Так вот, когда Милочка провожала на войну Алексея Мироныча и неутешно плакала, только мы с Анной Александровной понимали, откуда брались у Милочки слезы: она этими слезами смывала все прежние «не тот» и смыть не могла. Наверное, Алеша был ей и вправду «не тот».
ОЗОРНАЯ ТРОПА
…Гляжу на Милочку, свою любимую птичку, и ясно вижу, что нисколько она не глупее других, а если взять ее в быстроте, то и мудрец удивится, как это можно так схватывать все на лету. До ухода Алеши на войну она служила чертежницей, но вдруг ее почему-то заинтересовало электричество, и она сделалась монтером в МТС. Мысль о том, чтобы сделаться монтером, пришла ей в голову однажды при случайной встрече с механиком на озорной тропе, и я думаю, именно вот затем-то и пришла эта мысль, чтобы Милочке каждое утро ходить по этой тропе.
Был тогда выходной день, и механик расставлял на бороздках согнутые прутики с петлями для птиц: перепелки бегали по бороздкам и с размаху, попадая в петли, их затягивали.
Милочке очень понравилось, что механик, объясняя ей, как нужно ловить перепелок, иногда заикался и от этого вдруг краснел, и большие серьезные глаза его становились виноватыми.

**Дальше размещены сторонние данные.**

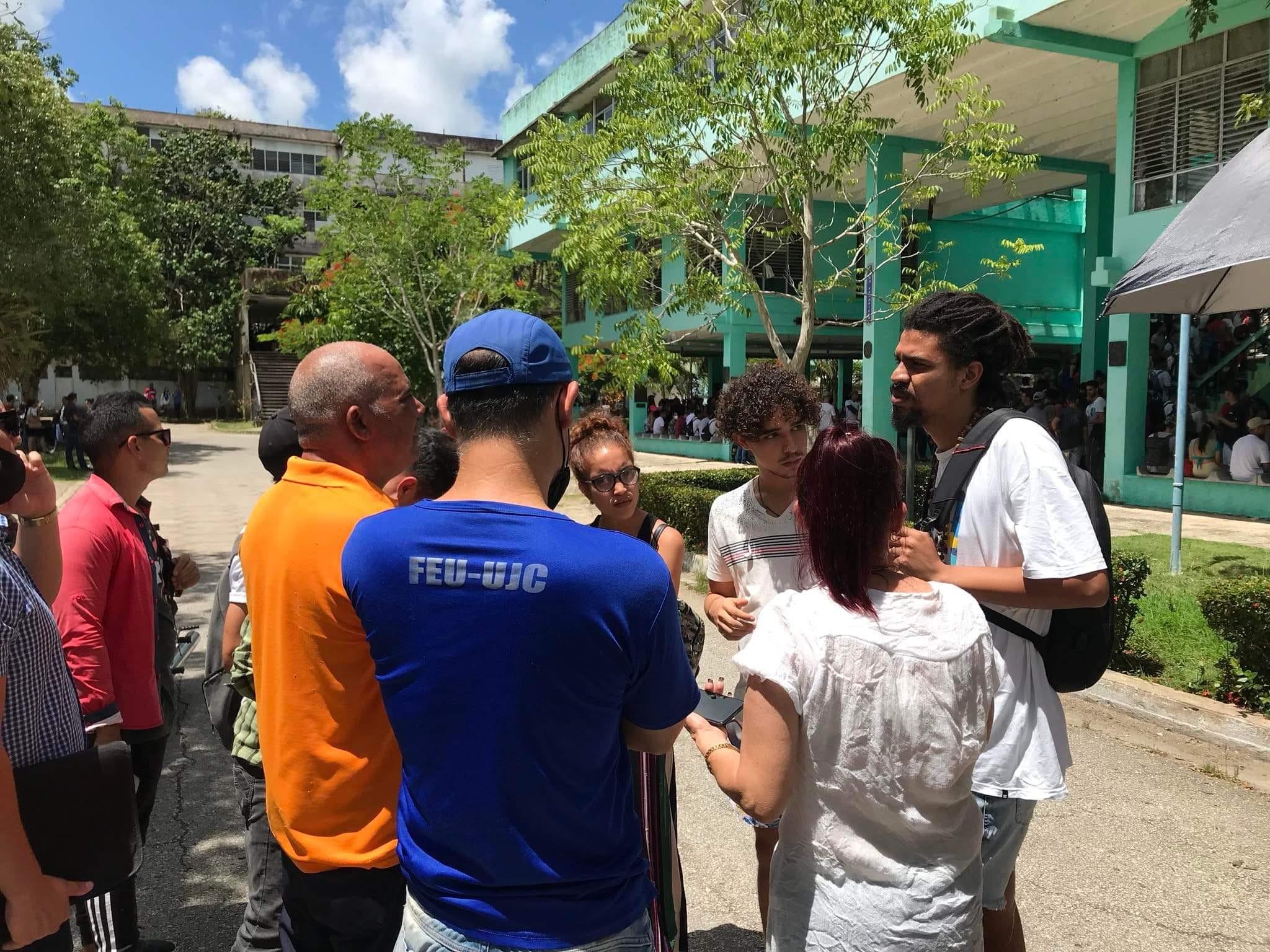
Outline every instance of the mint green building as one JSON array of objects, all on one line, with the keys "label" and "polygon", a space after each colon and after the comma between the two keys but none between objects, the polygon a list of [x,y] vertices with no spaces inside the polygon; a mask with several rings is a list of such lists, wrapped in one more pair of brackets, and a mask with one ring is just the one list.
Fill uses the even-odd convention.
[{"label": "mint green building", "polygon": [[[930,234],[912,253],[935,261],[950,279],[968,282],[982,275],[980,259],[1001,253],[1002,239],[1044,245],[1044,251],[1025,256],[1010,278],[987,278],[979,288],[1027,325],[1040,362],[1059,364],[1077,357],[1082,378],[1105,371],[1106,495],[1113,501],[1167,506],[1171,480],[1139,475],[1151,315],[1100,320],[1099,312],[1107,289],[1182,203],[1265,128],[1264,122],[1238,126],[1234,116],[1241,95],[1265,90],[1270,77],[1266,3],[1219,0],[1217,22],[1195,43],[1187,38],[1182,0],[1019,0],[1012,8],[980,10],[975,30],[982,39],[958,70],[973,72],[1005,100],[997,118],[1017,126],[1024,150],[1040,156],[1039,166],[1017,179],[1013,192],[991,185],[978,198],[951,190],[941,195]],[[504,145],[498,155],[508,183],[532,194],[532,182],[518,166],[514,150],[540,116],[603,117],[612,108],[602,90],[615,58],[626,48],[626,19],[618,17],[503,114]],[[872,95],[876,114],[897,119],[893,133],[879,145],[875,175],[885,182],[902,168],[906,155],[919,154],[940,138],[942,116],[918,107],[899,76],[876,83]],[[876,193],[870,180],[865,201]],[[836,208],[826,203],[818,215],[832,217]],[[559,244],[563,227],[532,220],[513,231],[509,245],[546,255]],[[937,251],[946,241],[954,242],[951,249]],[[880,245],[879,237],[862,249],[870,265],[885,261]],[[662,287],[682,278],[667,265]],[[870,278],[874,293],[886,296],[899,286],[900,263],[872,267]],[[792,308],[782,311],[785,303],[775,302],[773,316],[781,336],[792,340],[796,315]],[[572,292],[568,277],[564,311],[569,347],[593,334],[597,321],[602,338],[613,334],[624,316],[588,310]],[[826,294],[818,312],[860,321],[862,294]],[[744,308],[672,320],[669,329],[683,338],[679,349],[705,358],[710,392],[739,374],[747,357],[771,357],[757,317]],[[894,320],[819,329],[812,354],[815,360],[843,362],[839,386],[850,380],[846,362],[862,360],[864,423],[890,438],[895,434],[888,380],[898,336]],[[1255,344],[1245,341],[1241,352]],[[1252,355],[1232,355],[1223,372],[1231,373],[1242,362],[1250,392],[1270,396],[1270,360],[1259,363]],[[1200,376],[1193,381],[1193,392],[1198,385],[1204,393],[1215,380]],[[635,395],[631,405],[638,429],[643,416]],[[643,449],[691,456],[725,457],[728,452],[725,444],[636,443]],[[1186,508],[1270,518],[1270,487],[1187,480]]]}]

Мало-помалу, по мере того как механик больше и больше увлекался ловлей перепелок, в перемычках его и заиканьях Милочка сама, как перепелка, стала попадаться в петельку и тоже сама краснеть. Раздосадованная этим смущением, чтобы насильно преодолеть его, она наконец прямо сказала:
— Вы всегда так заикаетесь?
— Не всегда, — ответил он, — я заикаюсь, когда кто-нибудь незнакомый смотрит мне в глаза. Я боюсь тогда, что он думает обо мне дурно, и заикаюсь.
— Почему же именно чужой человек должен смотреть на вас с дурной мыслью в голове?
— Оттого, что страшно: чужой. Я тогда заикаюсь.
— А почему же вы теперь со мной перестали?
Он покраснел и, чтобы опять не заикнуться, помолчал. Она же в ответ ему начала было что-то говорить и остановилась: покраснела. Но, пересилив себя, сказала:
— Вам не мешает это, что вы заикаетесь?
— Иногда мешает, — ответил он. — Раз выдавали у нас хлеб: черный и белый. Мне нужно было купить белого, я пришел в ларек, стал в очередь, и когда дошло до меня, поднимает на меня продавщица глаза:
«Вам какого?» А я, как увидел эти глаза ее на себе, растерялся.
«Белого, — спрашивает она, уже совсем злая, — или черного? Говорите скорей, не задерживайте очередь». — «Если, — мелькнуло мне, — белый не сходит с языка, попробую по-другому». И вдруг отчетливо, без задержки, выговариваю: «Черного». — «Давно бы так!» — сказали в очереди.